Yukiko frowned as she tried to imagine this. Justin, helpful as always, made a gesture of both hands flying apart.
“Could this happen to us?” she asked in a small voice.
“It hasn’t ever happened,” Asia assured her, throwing Justin a nasty look. “Not in our entire lives; not in the eighteen years of our voyage. And not for the next eighteen, or a hundred. Justin is talking about people who worry about the next thousand years.”
“Or fifty thousand,” said Justin helpfully. “People have been living on Earth for hundreds of thousands of years, and the planet has never suffered a catastrophic failure that killed everyone.
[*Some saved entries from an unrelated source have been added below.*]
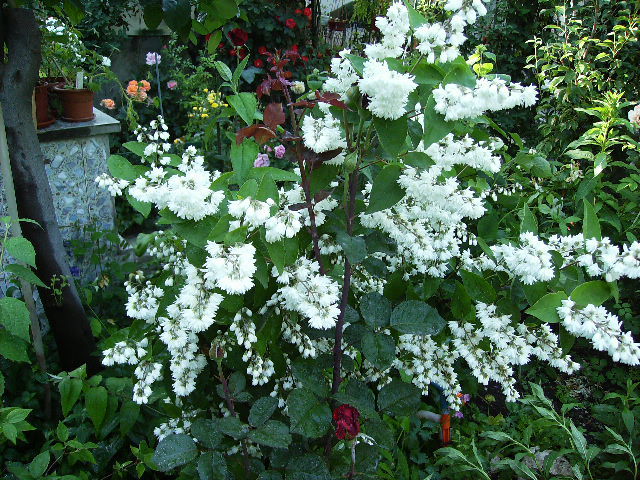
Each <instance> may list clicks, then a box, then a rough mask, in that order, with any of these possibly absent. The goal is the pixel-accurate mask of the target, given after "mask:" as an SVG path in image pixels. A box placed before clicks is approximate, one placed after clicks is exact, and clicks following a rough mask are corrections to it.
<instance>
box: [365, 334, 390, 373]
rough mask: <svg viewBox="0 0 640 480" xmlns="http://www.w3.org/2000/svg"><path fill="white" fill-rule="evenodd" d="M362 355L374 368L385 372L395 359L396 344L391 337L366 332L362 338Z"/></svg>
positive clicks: (389, 336)
mask: <svg viewBox="0 0 640 480" xmlns="http://www.w3.org/2000/svg"><path fill="white" fill-rule="evenodd" d="M362 353H363V354H364V356H365V357H366V358H367V360H369V362H371V364H372V365H373V366H374V367H376V368H378V369H380V370H385V369H387V368H389V367H390V366H391V364H392V363H393V360H394V359H395V357H396V342H395V341H394V340H393V337H392V336H391V335H388V334H385V333H382V332H380V333H375V332H367V333H365V334H364V336H363V337H362Z"/></svg>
Solid objects with gravitational fields produce that kind of stability, and that’s what the rest of us want.”
Yukiko was looking a bit confused by this. “We are not going to live on Neptune,” she said after a moment.
“Of course not,” said Asia reassuringly, then glanced at Justin. “Neptune is our countryside, our farmland and our forests. After sailing all our lives through emptiness, we have reached the land that will sustain us. We will harvest its resources, and our ship will grow in size and splendor,
A magnificent home, imperishable, glittering with stars,
Greatest in the heavens . . . ”
And we will create our own gravity, by present means or some other.”
“There is still more about it than that,” Justin said pleasantly. “Would you like me to show you?” He leaned over toward Asia, as though to whisper in her ear, and pushed her suddenly off the edge.
With a shriek she sailed into open space, the force of his shove propelling her outward faster than gravity pulled her down. The children were shouting, but she didn’t hear them. A tremendous void yawned beneath her, and the vagrant breezes that wafted through the Hull seemed to buffet her face more quickly.